I started out with iPhone, switched to Droid for a little while and regretted it. Now I'm back to iPhone and it does have its issues but not as bad as the Droid. Really, every smart phone I've had so far has pissed me off at one point or another. The one Droid I had I ran it over with my car and applied a sledgehammer to it.


----------



## Muppet (Feb 27, 2014)

MOTOMETO said:


> I started out with iPhone, switched to Droid for a little while and regretted it. Now I'm back to iPhone and it does have its issues but not as bad as the Droid. Really, every smart phone I've had so far has pissed me off at one point or another. The one Droid I had I ran it over with my car and applied a sledgehammer to it.



Haters gonna hate bro!

F.M.


----------



## AWP (Feb 27, 2014)

When I first bought an iPhone, the 4s, I asked Siri "Who is Steve Jobs." She didn't understand. Well, my drawl can be problematic...so okay. I repeated it. This went on for a day or two. Finally she brought up links to his Wikipedia page.

Nicely done, Siri....


----------



## Chopstick (Feb 27, 2014)

Freefalling said:


> When I first bought an iPhone, the 4s, I asked Siri "Who is Steve Jobs." She didn't understand. Well, my drawl can be problematic...so okay. I repeated it. This went on for a day or two. Finally she brought up links to his Wikipedia page.
> 
> Nicely done, Siri....


You dont have a drawl IMHO.


----------



## MOTOMETO (Feb 27, 2014)

I guess I'm the only one who had an unpleasant experience with Droid. Damn thing had a mind of its own. It would turn off and call people on its own. It always froze and the touch screen was unresponsive half the time.


----------



## Muppet (Feb 27, 2014)

MOTOMETO said:


> I guess I'm the only one who had an unpleasant experience with Droid. Damn thing had a mind of its own. It would turn off and call people on its own. It always froze and the touch screen was unresponsive half the time.

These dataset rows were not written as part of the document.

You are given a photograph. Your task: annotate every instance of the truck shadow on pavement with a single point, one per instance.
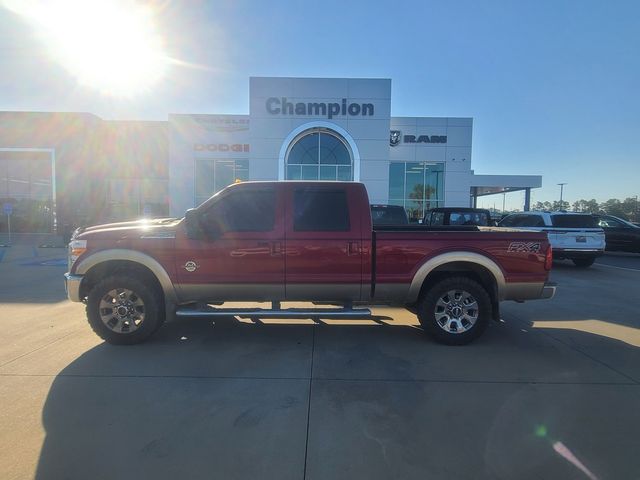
(239, 400)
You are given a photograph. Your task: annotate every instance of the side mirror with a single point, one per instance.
(192, 224)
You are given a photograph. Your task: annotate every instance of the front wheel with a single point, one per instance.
(455, 311)
(583, 262)
(122, 310)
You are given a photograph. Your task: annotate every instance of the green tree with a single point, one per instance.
(615, 207)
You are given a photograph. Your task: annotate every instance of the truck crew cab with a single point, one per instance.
(299, 241)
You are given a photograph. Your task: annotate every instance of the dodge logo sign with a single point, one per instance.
(394, 138)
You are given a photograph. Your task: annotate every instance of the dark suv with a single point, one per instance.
(621, 235)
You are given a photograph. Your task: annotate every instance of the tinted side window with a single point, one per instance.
(531, 221)
(248, 211)
(320, 211)
(610, 222)
(509, 221)
(573, 221)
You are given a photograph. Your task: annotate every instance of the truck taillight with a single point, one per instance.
(548, 260)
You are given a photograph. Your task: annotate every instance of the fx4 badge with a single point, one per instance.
(524, 247)
(191, 266)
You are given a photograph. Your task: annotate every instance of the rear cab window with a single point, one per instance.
(574, 221)
(523, 220)
(320, 210)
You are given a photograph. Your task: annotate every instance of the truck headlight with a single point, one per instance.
(76, 248)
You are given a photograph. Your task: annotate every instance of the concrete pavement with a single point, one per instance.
(551, 392)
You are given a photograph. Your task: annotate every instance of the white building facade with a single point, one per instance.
(324, 129)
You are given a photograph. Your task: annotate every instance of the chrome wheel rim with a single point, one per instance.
(456, 311)
(122, 310)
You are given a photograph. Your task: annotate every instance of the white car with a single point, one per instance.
(574, 236)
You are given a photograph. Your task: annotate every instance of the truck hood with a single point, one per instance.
(138, 228)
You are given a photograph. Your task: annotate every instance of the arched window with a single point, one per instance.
(319, 154)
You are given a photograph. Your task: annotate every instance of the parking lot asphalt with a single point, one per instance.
(552, 391)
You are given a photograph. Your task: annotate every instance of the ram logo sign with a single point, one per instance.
(524, 247)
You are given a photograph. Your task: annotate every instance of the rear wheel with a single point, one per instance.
(455, 311)
(122, 310)
(583, 262)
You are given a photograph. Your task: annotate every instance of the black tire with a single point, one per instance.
(431, 313)
(144, 310)
(583, 262)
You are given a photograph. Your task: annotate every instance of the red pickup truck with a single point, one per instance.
(299, 241)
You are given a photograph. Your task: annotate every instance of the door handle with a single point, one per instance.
(275, 248)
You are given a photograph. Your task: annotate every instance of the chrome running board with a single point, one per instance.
(208, 311)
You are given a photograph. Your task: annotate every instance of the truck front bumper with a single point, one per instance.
(72, 286)
(548, 291)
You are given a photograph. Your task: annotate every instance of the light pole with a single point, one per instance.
(561, 190)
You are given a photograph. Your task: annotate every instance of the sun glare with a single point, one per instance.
(109, 45)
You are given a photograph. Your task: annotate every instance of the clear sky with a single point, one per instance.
(553, 87)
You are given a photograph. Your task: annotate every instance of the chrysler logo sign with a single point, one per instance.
(396, 135)
(281, 106)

To be honest bro. My Galaxy Nexus is my first smart phone. I had a flip / slide until a year ago. Right after I lost Kim, my phone died. I went to work and my partner, a girl for the night said "Hey! Lets upgrade you since you are living 10 years ago in regards to phones". I got this thing and besides 1 time, freezing up and having to reset it, I love it. Now. My pop and a bunch of friends suckle the teet of Apple and most like it. Most friends of mine upgrade every year. I won't do all that...

F.M.


----------



## medicchick (Feb 27, 2014)

MOTOMETO said:


> I guess I'm the only one who had an unpleasant experience with Droid. Damn thing had a mind of its own. It would turn off and call people on its own. It always froze and the touch screen was unresponsive half the time.


That's not Android as an OS, that's a crap phone.


----------



## racing_kitty (Feb 27, 2014)

MOTOMETO said:


> I guess I'm the only one who had an unpleasant experience with Droid. Damn thing had a mind of its own. It would turn off and call people on its own. It always froze and the touch screen was unresponsive half the time.

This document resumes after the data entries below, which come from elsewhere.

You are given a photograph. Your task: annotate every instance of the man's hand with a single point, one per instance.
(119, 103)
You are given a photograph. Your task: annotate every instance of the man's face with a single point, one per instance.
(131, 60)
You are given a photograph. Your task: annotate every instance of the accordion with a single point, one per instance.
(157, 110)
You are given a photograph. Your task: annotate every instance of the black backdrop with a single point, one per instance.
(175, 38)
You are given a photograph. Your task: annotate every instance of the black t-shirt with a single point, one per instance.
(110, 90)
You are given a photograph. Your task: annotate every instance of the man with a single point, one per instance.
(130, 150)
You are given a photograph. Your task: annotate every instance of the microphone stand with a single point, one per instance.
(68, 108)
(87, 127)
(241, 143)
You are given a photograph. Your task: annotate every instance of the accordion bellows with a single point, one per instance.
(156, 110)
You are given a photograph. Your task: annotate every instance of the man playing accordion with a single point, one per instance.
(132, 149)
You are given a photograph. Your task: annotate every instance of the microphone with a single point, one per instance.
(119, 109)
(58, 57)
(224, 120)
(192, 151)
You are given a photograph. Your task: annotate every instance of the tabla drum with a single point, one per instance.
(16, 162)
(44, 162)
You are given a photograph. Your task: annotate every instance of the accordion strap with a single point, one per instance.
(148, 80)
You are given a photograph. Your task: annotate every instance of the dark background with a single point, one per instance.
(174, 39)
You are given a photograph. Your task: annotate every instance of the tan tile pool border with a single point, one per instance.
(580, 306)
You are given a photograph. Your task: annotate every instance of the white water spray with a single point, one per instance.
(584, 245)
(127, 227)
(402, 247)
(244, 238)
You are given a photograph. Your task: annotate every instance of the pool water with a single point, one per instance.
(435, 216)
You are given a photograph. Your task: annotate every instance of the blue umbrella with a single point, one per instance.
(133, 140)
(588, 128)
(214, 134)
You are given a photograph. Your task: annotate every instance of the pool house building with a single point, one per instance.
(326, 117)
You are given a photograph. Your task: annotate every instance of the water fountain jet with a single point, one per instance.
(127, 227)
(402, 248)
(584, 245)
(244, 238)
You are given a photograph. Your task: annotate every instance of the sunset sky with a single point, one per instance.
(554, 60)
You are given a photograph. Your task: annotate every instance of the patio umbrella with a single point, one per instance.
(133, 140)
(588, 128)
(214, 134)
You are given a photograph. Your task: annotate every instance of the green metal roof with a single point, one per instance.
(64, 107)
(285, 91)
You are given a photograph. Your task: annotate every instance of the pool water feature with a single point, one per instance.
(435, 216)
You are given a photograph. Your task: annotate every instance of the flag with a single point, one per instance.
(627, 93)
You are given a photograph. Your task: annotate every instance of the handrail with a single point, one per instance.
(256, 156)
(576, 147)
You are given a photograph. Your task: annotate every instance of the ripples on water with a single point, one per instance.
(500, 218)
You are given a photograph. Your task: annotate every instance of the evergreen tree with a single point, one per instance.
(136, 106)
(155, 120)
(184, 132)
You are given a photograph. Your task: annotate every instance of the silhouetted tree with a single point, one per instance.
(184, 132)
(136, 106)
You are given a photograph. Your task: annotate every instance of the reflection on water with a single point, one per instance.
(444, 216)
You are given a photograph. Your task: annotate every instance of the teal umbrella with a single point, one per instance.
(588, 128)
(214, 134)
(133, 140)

Many of my friends on the Android side of the argument have had excellent experiences with their phones.  Some of them are talented enough to take the time and root it themselves, others just let it ride as-is and do their thing with it.  I'm one of the few that bitches about device performance, but that's because the HTC Vivid is a garbage phone from a garbage brand.  I've had two HTC models (one I chose, the other came as a theft replacement since the original HTC I had was no longer offered), and I'm never making that same mistake.


----------



## MOTOMETO (Feb 27, 2014)

I don't know if the Droid X was OS or not, but calling it a crap phone is an understatement . The turds at Verizon made it sound like it was an exceptional phone.


----------



## Crusader74 (Feb 27, 2014)




----------



## medicchick (Feb 27, 2014)

MOTOMETO said:


> I don't know if the Droid X was OS or not, but calling it a crap phone is an understatement . The turds at Verizon made it sound like it was an exceptional phone.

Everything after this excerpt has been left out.